This summer has been busy already.
Vegas, Chicago, family coming to visit, birthdays, ball games, the list goes
on. It's all been so fun. And it's all brought pain.
Vacations are always fun. It's a
chance to escape reality, see new things, and make memories. I'd been planning
my trip to Vegas with Matt's cousin, Alyssa, for over 5 months. We talked
everyday about it. What we would do, what we would wear, and how much fun we
were going to have. And we had a blast. However, the morning we were
leaving, I ached with grief. This is a feeling I've had in the past when coming
home from vacations. The planning is over, the anticipation gone, the
excitement left only in our memories, and time to return to normal life. I
missed my kids so much. I was ready to actually sleep. But I also wanted to go
home to Matt and tell him all about our amazing time. I wanted to sit on the
couch with him, show him pictures, and share with him that hilarity of our
stories.
Nine days in Chicago was fulfilling
and exhausting at the same time. Traveling with kids is a lot of work. I keep
Olivia and Rylan on a pretty regimented schedule. Vacation means that schedule
is gone, sleep is minimal, and patience is thin. Both kids did great. I was
proud of how they handled everything. But so often, I often felt like I needed
extra arms. I'm always grateful for my parents and all they do to help with
them. And during our trip, daily, my extended family saw where help was needed
and stepped in to provide.
I think I will go the rest of my life
doing things like vacations and baseball games and think to myself "Matt
should be here." He should have been part of our 4th of July. He should
have been at Wrigley watching the Cubs. He should have been swimming every
morning with Olivia, Rylan, and me. He would have loved seeing Olivia become braver
by the day as she loved jumping into the pool. There are so many memories
with Matt that I cherish. There's 15 years of history that I am thankful for.
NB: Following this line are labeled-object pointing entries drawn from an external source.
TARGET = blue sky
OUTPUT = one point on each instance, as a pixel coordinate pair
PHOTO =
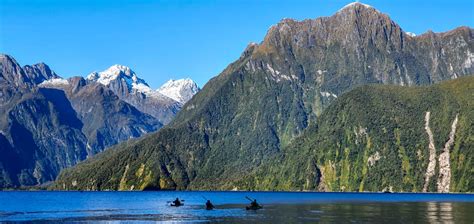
(161, 40)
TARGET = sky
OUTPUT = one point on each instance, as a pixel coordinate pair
(162, 40)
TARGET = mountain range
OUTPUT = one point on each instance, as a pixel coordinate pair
(48, 123)
(294, 113)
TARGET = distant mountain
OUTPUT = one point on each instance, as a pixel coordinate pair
(48, 123)
(181, 90)
(135, 91)
(252, 112)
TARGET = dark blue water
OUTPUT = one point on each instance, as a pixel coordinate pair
(279, 207)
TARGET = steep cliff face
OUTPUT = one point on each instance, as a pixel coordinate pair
(376, 138)
(270, 95)
(107, 119)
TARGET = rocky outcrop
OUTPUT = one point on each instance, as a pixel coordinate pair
(444, 174)
(48, 123)
(163, 104)
(430, 170)
(444, 178)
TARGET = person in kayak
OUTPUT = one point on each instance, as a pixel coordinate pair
(209, 205)
(254, 204)
(177, 202)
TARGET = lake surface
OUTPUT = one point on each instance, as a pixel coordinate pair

But there's also so much heartache in the things Matt should be a
part of. The song "You Should Be Here" by Cole Swindell comes to mind
so often. Matt should be here today as Olivia plays in her first tball game. He
should be here when Rylan has learned to climb on the kitchen counter. He
should be here for his mom's birthday. There is something everyday that makes me think Matt should be here.
There is also the constant battle with "why Matt?" I struggle with being able to find peace with such a huge question. I will never have the answer as to why Matt was taken from us at such a young age in such an abrupt and tragic way. In just a few days, Matt would have been 35 years old. We will celebrate his birthday much like we did last year. Leading up to his birthday was so overwhelming for myself and our families. We were so afraid of the pain that would come with his day. But we were pleasantly surprised by how things went. Not only did I get keys for my new house that day, a physical sign that Matt was coming with me on a new journey, but our moods were light. Of course there was the constant ache that followed us. That never leaves. But Matt's birthday was truly a celebration. We gathered and laughed and remembered the beautiful life he had. We didn't focus on his passing or the tragedy that goes along with it. We chose not to. And this year will be the same.